Surfaces d’Adel Abdessemed

(crédit photo: Fabio Raffo)

Cette année au festival d’Avignon (IN), l’Eglise des Célestins accueille entre autres l’exposition d’Adel Abdessemed, artiste internationalement reconnu, plusieurs fois invité à la Biennale de Venise, qui a conçu par ailleurs l’affiche de cette 70° édition du festival. Il s’agit d’une dizaine de bas-reliefs, ceux que l’artiste a créés au cours de sa carrière, qui se retrouvent pour la première fois réunis dans l’Eglise des Célestins, dans une exposition conçue expressément pour ce lieu. Plusieurs visiteurs demandent effectivement où se trouve l’exposition au moment d’arriver et peuvent s’interroger sur l’endroit où ceux-ci sont affichés : en effet, par une scénographie habile, les bas-reliefs s’intègrent naturellement dans ce lieu magnifique. Le choix de ne pas éclairer artificiellement les bas-reliefs, ainsi que de les indiquer avec un titre sur un simple papier chiffonné, s’harmonise avec l’église désaffectée et son sentiment dominant de ruines et d’état d’abandon.

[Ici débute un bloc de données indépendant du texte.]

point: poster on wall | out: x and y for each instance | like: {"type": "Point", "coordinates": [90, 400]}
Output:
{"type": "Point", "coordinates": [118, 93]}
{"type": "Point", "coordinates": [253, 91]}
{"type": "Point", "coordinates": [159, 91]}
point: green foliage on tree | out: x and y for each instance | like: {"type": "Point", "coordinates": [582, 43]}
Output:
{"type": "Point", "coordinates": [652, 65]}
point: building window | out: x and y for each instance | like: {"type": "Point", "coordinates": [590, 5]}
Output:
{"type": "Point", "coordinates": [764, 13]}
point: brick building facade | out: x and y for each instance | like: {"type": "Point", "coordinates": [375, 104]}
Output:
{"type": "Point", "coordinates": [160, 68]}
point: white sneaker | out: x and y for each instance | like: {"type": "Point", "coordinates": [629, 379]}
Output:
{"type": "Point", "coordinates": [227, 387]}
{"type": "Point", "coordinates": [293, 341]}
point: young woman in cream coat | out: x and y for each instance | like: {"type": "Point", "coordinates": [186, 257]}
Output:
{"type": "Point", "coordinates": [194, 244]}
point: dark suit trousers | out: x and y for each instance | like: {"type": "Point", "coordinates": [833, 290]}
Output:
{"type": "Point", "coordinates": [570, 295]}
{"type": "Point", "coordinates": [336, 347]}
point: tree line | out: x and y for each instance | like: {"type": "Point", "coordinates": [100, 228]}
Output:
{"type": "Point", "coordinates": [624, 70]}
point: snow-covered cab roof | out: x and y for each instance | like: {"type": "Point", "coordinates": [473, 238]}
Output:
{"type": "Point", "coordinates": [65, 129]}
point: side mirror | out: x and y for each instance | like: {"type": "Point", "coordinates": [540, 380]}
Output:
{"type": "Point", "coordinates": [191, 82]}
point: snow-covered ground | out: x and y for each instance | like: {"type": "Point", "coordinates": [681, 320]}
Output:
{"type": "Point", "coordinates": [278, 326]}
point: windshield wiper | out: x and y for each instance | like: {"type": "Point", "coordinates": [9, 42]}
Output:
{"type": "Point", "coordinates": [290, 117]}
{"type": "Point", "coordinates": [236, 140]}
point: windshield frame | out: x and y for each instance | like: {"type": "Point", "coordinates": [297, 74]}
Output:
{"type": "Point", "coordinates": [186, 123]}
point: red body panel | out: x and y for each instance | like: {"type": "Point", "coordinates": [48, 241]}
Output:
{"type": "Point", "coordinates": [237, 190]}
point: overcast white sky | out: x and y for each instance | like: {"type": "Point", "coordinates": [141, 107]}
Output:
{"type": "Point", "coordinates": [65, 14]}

Le visiteur doit alors faire l’effort de voir les œuvres ( surtout quand la lumière tombe, vers 18 h) et de les comprendre, car les titres ne sont absolument pas éclairants, mais au contraire jouent avec l’image représentée. Effectivement plusieurs œuvres évoquent ou, grâce au 3D, sont directement une directe émanation de photographies publiques historiques : ainsi par exemple la célèbre image photographique de la révolte de Place Tienanmen en Chine, avec l’homme qui arrête les chars, est intitulée « Shopping ». Avec sarcasme, Abdessemed nous rappelle le détail du sac que l’homme transporte à la main. D’autres moments importants de l’Histoire sont repris, comme la pendaison de Saddam Hussein, la mort de Ceausescu et sa femme, l’effondrement des Tours Jumelles, celles-ci faisant notamment partie d’un diptyque avec une image de La Mecque : et là aussi, l’artiste nous dévoile son regard ironique et en même temps son positionnement face à la violence irrationnelle de l’Histoire et de toute pensée intolérante.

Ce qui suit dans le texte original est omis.